Qual é a finalidade da nossa vida humana? O que eu faço neste mundo? Que mundo é este? Quem sou eu e quem são os outros que se cruzam comigo?
Estas e muitas outras perguntas nos assolam em algumas alturas da vida e muitas vezes logo nos nossos primeiros anos. Há em todos nós uma vontade de compreender quem somos, em entender o que nossos sentidos percebem e surgem perguntas sem fim e isso faz de nós seres especiais e de cada um algo único!
Para nos moldar temos nossos pais, nossa família e amigos, nossa escola, nossos modelos e tanta informação cruzada é disparada por vezes violentamente contra nossa mente que vai perdendo a sede a necessidade de descobrir e de perguntar. As nossas referências e os nossos mestres e fontes vão solidificando dentro do nosso ser algumas certezas e essas certezas vão atraindo outras perguntas e outras respostas até parecer que pouco espaço existe para questionarmos tudo de novo e medirmos do zero tudo de novo.
Quando eu tinha 7 ou 8 anos eu lembro-me de olhar as estrelas da janela do meu quarto e perguntar quem estaria além delas, se alguém lá longe me via e se havia alguma consciência fora de mim que percebesse a minha. As noites quentes e insonizantes de Verão eram terreno fértil para esses serões a sós comigo mesmo. Há uma paz quando estamos sozinhos e sentimos que podemos pensar em qualquer coisa e ninguém nos recriminará. Ainda hoje gosto de uma bela hora de solidão para me perguntar tudo e colocar todas as minhas certezas em interrogação.
Creio que o que nos distingue dos animais é a consciência de algo transcendente, o sentimento religioso e místico ou a indagação sobre o que de maior existirá fora ou para além de nós.

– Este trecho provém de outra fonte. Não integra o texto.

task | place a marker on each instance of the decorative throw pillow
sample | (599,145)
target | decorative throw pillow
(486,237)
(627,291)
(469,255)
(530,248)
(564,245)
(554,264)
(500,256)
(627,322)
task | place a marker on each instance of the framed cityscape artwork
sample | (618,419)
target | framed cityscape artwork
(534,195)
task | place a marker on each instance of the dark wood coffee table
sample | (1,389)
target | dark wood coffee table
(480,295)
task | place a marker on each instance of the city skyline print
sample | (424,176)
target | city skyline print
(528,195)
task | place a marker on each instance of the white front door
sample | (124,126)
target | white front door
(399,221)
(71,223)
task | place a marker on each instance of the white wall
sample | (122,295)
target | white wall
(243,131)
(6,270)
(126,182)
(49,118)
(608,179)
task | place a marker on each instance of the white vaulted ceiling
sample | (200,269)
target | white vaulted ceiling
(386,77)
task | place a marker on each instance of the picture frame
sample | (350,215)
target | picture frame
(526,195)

O Ser Humano é uma criatura religiosa que opera tudo na base da sua crença e dos seus conhecimentos prévios faz decisões criticas para o curso da sua existência.
Neste ponto, se partirmos do pressuposto que não nos criamos a nós mesmos, que somos a causa de outros que já andavam por aí, temos uma vontade nobre de estarmos à altura das expectativas e agradarmos ou correspondermos às expectativas dos outros de nós. Depois e apesar disso, temos uma força muito própria, uma vontade só nossa, um desejo muito íntimo que por vezes choca com todos e nos põe em conflito. A desarmonia exige algo superior a tudo e todos, a satisfação plena não pode se limitar a algo tão pequeno e limitado. Queremos mais, desejamos ser ouvidos por algo muito maior, estamos inconformados até mesmo connosco mesmos! Apelamos e ansiamos por Deus.
A nossa finalidade, caso haja alguém responsável pelo milagre da nossa individual existência, não pode ser menos do que viver para a glória e o prazer de um Ser Maravilhoso que nos criou de forma tão especial. O gozo que podemos sentir ao elevar os nossos pensamentos até Ele é inigualável. Queremos a eternidade, sabendo que os nossos dias estão contados e são finitos.
Um homem chamado Paulo escrevia assim a uns tantos irmãos neste caminho de fé que viviam na grande capital romana "Porque dele e por ele, e para ele, são todas as coisas; glória, pois, a ele eternamente", expressando que de onde tudo provém, tudo também merece.